Configuração do Projeto e Instalação
Preparando o Ambiente
Comece criando um novo diretório para seu projeto e inicialize um módulo Go. Você precisará do Go 1.16 ou superior instalado em sua máquina. O gqlgen foi projetado para funcionar com a estrutura padrão de projetos Go, então mantenemos uma organização simples e clara.
mkdir meu-graphql-api
cd meu-graphql-api
go mod init github.com/seu-usuario/meu-graphql-api
Agora instale o gqlgen. A forma recomendada é adicioná-lo como uma dependência indireta através de um arquivo tools.go:
// tools.go
//go:build tools
// +build tools
package main
import (
_ "github.com/99designs/gqlgen"
)
Execute go mod tidy para baixar a dependência. Depois, crie o arquivo de configuração:
go run github.com/99designs/gqlgen init
Este comando cria:
- gqlgen.yml — configuração do projeto
- graph/schema.graphqls — seu schema GraphQL
- graph/model/models_gen.go — modelos gerados
- Pastas de suporte como graph/resolver.go
Estrutura do Projeto
A estrutura final fica assim:
meu-graphql-api/
├── go.mod
├── go.sum
├── gqlgen.yml
├── graph/
│ ├── schema.graphqls
│ ├── model/
│ │ └── models_gen.go
│ ├── resolver.go
│ └── schema.resolvers.go
├── server.go
└── tools.go
O arquivo gqlgen.yml é o coração da configuração. Ele mapeia seus tipos GraphQL para tipos Go e define como o código é gerado. Por padrão, ele está bem configurado, mas você pode customizá-lo conforme necessário para controlar namespaces de pacotes, caminhos de saída e comportamentos de geração.

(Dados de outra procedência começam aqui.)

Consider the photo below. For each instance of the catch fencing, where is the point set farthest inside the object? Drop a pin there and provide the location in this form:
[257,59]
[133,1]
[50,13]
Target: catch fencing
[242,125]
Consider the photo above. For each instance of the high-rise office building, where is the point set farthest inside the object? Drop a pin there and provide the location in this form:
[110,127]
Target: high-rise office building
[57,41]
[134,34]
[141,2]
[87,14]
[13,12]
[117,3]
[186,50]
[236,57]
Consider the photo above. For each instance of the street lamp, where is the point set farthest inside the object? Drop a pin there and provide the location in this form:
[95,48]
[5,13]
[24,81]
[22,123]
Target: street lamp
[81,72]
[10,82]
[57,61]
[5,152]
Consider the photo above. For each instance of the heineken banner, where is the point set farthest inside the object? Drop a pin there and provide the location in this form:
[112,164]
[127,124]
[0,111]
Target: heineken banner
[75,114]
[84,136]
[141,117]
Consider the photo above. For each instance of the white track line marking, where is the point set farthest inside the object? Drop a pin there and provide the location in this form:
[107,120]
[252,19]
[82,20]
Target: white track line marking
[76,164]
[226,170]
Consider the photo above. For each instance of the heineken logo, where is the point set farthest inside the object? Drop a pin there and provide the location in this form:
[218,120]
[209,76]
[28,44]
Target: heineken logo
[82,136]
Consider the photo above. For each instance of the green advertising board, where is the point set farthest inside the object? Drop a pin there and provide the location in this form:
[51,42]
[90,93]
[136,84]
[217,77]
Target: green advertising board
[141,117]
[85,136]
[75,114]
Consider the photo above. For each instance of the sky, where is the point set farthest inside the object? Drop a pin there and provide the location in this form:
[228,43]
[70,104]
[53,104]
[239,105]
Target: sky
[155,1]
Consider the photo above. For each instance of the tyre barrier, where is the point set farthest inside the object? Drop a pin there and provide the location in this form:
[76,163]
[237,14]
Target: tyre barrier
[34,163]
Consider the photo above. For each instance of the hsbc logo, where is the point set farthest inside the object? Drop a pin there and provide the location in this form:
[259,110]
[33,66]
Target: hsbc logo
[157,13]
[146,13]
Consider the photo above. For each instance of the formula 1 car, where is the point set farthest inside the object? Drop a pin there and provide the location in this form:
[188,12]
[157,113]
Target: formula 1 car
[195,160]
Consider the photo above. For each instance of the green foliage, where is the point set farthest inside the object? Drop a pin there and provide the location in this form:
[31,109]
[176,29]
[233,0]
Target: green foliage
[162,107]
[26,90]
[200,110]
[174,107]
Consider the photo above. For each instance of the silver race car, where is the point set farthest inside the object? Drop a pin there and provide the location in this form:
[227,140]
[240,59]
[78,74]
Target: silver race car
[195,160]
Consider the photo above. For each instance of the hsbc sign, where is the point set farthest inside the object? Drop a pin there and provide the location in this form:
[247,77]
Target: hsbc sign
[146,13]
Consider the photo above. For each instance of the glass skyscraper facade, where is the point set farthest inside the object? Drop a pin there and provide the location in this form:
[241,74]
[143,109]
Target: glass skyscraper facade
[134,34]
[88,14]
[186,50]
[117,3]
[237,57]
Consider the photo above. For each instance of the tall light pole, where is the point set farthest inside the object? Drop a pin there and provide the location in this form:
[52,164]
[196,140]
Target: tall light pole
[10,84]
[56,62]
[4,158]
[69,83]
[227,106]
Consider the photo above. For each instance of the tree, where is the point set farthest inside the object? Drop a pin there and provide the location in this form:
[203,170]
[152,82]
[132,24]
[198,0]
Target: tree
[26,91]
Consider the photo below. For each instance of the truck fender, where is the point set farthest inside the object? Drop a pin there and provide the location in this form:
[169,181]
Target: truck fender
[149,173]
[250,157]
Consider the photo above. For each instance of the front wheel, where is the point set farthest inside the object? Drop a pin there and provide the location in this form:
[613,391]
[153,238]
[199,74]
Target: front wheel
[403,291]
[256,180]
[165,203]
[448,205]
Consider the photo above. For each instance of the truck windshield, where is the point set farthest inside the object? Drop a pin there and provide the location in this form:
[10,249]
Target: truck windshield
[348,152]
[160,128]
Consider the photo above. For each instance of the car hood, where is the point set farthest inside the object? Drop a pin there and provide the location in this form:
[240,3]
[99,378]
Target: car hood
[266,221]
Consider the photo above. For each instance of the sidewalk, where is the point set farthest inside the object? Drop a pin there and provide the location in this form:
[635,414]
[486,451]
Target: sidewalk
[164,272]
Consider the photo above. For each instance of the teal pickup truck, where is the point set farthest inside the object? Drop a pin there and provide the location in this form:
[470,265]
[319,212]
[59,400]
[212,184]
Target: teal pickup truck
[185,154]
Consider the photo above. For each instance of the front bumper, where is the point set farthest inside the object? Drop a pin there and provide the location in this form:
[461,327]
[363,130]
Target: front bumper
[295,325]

Definindo o Schema GraphQL (Schema-First)
Conceitos Fundamentais do Schema
Um schema GraphQL define todos os tipos, queries, mutations e subscriptions disponíveis em sua API. Ele é um contrato explícito entre cliente e servidor. Quando você trabalha com schema-first, este é o ponto de partida: você escreve o schema antes do código Go, e o gqlgen infere quais tipos e funções você precisa implementar.
Abra o arquivo graph/schema.graphqls e defina um schema simples mas realista. Vou criar um exemplo de um sistema de blog:
type Post {
id: ID!
title: String!
content: String!
author: User!
createdAt: String!
}
type User {
id: ID!
name: String!
email: String!
posts: [Post!]!
}
type Query {
post(id: ID!): Post
user(id: ID!): User
allPosts: [Post!]!
}
type Mutation {
createPost(input: CreatePostInput!): Post!
updatePost(id: ID!, input: UpdatePostInput!): Post
}
input CreatePostInput {
title: String!
content: String!
authorID: ID!
}
input UpdatePostInput {
title: String
content: String
}
Este schema define dois tipos principais (Post e User), as operações de leitura (Query), as operações de escrita (Mutation), e dois tipos de entrada (CreatePostInput e UpdatePostInput). A exclamação ! indica que o campo é obrigatório (não-nulo). Colchetes [] indicam listas.
Gerando Código a partir do Schema
Após definir o schema, execute:
go run github.com/99designs/gqlgen generate
O gqlgen analisa o schema, verifica as dependências e gera código tipo-seguro. Ele cria:
- Interfaces Go para todos os tipos (Mutation, Query, Post, etc.)
- Modelos de dados estruturados
- Um arquivo schema.resolvers.go onde você implementa os resolvers
Este processo elimina a necessidade de você definir manualmente as estruturas Go correspondentes a cada tipo GraphQL. O código gerado é consistente, bem-tipado e segue as melhores práticas de Go.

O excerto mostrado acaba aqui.